当见到娄旦脸上笑意彻底收敛,楚琛就知道,这事成了。

这功劳,全靠她背后那群临时纠集、徒具人数的乌合之众。若不是忌惮这些沉默的人形背景板,娄五郎与她说话的场景,只怕只有他掰着她的嘴,来一句“牙口不错”。

既然搭上线,事情便很好办了。娄旦身边,只留了最高壮的大奎作护卫、放过哨的瘦仆供使唤,其余家奴尽数归她调遣;

那个被娄旦随口改名为“阿牙”的少女,成了她的使女;所有因灾荒自卖为奴的清白佃户,也任她先行拣选。

局面看似顺遂,前提是,她依然驱使得动这群即将化作流寇的乱民。

或者说,义军。

领头的曾放起事时喊的只是开仓放粮。可远远地,已能听到哭喊和尖叫了。

自古穷苦人揭竿,第一口血,总要先饮向更弱者。

自家两手空空,却要夺人钱粮,裹挟壮丁,莫非还能和声细语地劝?只能是恫吓与利诱。

唯有抢到粮,裹住人,抢占下一块水土,再从官兵第一轮围剿的血水里爬出来,这才有资格谈论其他。
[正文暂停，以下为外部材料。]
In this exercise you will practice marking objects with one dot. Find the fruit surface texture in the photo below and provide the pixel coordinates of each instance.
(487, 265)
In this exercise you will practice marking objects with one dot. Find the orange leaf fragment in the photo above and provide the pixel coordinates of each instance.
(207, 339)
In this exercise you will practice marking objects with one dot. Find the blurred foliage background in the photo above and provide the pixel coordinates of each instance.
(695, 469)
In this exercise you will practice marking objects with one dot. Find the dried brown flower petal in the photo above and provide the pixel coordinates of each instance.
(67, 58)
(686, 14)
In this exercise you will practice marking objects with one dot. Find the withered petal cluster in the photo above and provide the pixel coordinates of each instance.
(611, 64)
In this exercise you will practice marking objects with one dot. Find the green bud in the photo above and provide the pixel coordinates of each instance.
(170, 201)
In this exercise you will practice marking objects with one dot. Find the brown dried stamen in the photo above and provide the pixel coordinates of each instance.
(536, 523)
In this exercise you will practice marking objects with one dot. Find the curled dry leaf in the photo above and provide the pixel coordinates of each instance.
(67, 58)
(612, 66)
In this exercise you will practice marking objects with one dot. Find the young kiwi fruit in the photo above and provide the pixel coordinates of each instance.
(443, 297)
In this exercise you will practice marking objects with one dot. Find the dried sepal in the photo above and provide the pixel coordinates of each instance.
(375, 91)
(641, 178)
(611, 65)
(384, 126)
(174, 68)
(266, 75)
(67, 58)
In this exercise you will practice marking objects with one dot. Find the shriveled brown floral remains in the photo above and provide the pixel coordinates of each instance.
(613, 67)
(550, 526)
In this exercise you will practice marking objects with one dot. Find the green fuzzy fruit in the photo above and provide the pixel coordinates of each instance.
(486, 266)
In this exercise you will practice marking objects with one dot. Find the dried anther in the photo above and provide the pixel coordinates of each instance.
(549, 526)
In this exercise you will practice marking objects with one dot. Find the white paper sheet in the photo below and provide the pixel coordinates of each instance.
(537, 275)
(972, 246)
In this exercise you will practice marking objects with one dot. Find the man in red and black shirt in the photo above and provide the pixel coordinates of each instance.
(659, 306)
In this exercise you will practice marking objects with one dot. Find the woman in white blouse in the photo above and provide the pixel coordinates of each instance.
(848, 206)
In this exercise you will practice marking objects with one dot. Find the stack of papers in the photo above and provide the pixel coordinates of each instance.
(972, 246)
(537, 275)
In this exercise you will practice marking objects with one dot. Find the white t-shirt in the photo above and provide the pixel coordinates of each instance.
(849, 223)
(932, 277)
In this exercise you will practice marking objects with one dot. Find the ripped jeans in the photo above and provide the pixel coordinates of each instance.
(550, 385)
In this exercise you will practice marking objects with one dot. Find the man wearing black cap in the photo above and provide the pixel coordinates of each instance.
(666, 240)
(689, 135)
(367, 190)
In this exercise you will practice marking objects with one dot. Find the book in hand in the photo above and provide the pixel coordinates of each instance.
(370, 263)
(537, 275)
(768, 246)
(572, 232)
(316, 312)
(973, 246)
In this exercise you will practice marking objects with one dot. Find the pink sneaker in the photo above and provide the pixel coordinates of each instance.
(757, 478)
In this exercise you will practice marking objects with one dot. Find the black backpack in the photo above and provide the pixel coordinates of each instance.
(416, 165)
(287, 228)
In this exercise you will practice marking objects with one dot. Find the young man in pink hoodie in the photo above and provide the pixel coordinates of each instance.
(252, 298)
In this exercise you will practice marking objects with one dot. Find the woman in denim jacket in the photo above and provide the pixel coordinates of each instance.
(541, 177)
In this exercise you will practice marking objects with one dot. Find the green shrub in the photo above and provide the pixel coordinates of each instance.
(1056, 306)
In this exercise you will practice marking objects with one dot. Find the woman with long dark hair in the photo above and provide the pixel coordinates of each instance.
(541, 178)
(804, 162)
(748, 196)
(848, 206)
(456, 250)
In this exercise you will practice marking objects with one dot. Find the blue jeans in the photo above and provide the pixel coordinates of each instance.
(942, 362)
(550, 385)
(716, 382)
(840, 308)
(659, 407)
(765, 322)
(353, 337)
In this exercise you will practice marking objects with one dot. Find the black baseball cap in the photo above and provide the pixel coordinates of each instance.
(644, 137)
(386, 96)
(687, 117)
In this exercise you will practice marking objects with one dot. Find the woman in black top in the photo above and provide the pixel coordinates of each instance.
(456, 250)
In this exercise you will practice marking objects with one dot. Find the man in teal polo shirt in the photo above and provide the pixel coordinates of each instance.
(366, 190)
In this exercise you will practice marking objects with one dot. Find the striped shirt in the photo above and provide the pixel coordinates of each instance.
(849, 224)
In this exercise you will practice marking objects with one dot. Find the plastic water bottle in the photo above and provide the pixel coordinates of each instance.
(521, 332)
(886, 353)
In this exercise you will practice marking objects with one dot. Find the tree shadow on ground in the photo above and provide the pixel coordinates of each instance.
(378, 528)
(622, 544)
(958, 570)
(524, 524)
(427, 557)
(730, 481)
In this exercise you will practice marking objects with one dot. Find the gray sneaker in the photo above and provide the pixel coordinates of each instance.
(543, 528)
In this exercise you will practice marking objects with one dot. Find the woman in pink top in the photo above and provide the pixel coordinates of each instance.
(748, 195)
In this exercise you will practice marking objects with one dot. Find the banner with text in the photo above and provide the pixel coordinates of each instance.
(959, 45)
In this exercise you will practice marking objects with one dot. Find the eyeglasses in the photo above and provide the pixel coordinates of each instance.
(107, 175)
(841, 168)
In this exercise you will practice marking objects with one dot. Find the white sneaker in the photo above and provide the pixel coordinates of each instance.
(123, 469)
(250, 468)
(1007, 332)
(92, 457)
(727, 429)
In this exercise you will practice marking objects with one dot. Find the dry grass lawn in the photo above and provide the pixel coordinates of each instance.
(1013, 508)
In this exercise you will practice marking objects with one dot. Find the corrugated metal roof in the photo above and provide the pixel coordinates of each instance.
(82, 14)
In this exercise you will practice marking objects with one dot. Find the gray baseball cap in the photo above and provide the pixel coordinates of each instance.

“范兄,”楚琛忽然侧首,问身后沉默的范阿四,“你如何识得曾兄?”

自穿越以来,人人束发,唯这范阿四头顶要光不光,周围又垂辫发几根。如此扎眼的异族装束,再加之前那滋里哇啦的几句异族之语……自己此刻所在是个边地,概率已上浮至九成九。

边地和腹地,生存难度大不相同。但,万一呢?

万一这位走的是移民,投靠,甚至……人才引进?反正范阿四自称杀猪匠,杀猪又是个有技术门槛、有体格要求的手艺,每个村都需要一个杀猪匠,外来户凭手艺混口饭吃,对吧。

楚琛目光灼灼地盯住范阿四,范阿四似乎习以为常,随口道:“同乡。曾放烧陶罐,我收牲口;收了牲口,腌好,装他罐里,有贵人收。”

“后来,贵人不来了……牲口也没了。”

楚琛一愣:“怎么会没了?”

范阿四冷笑:“你这小郎,瞧着伶俐,竟是个不知事的?牲口没了就是没牲口了,城里没了,乡里也没了。”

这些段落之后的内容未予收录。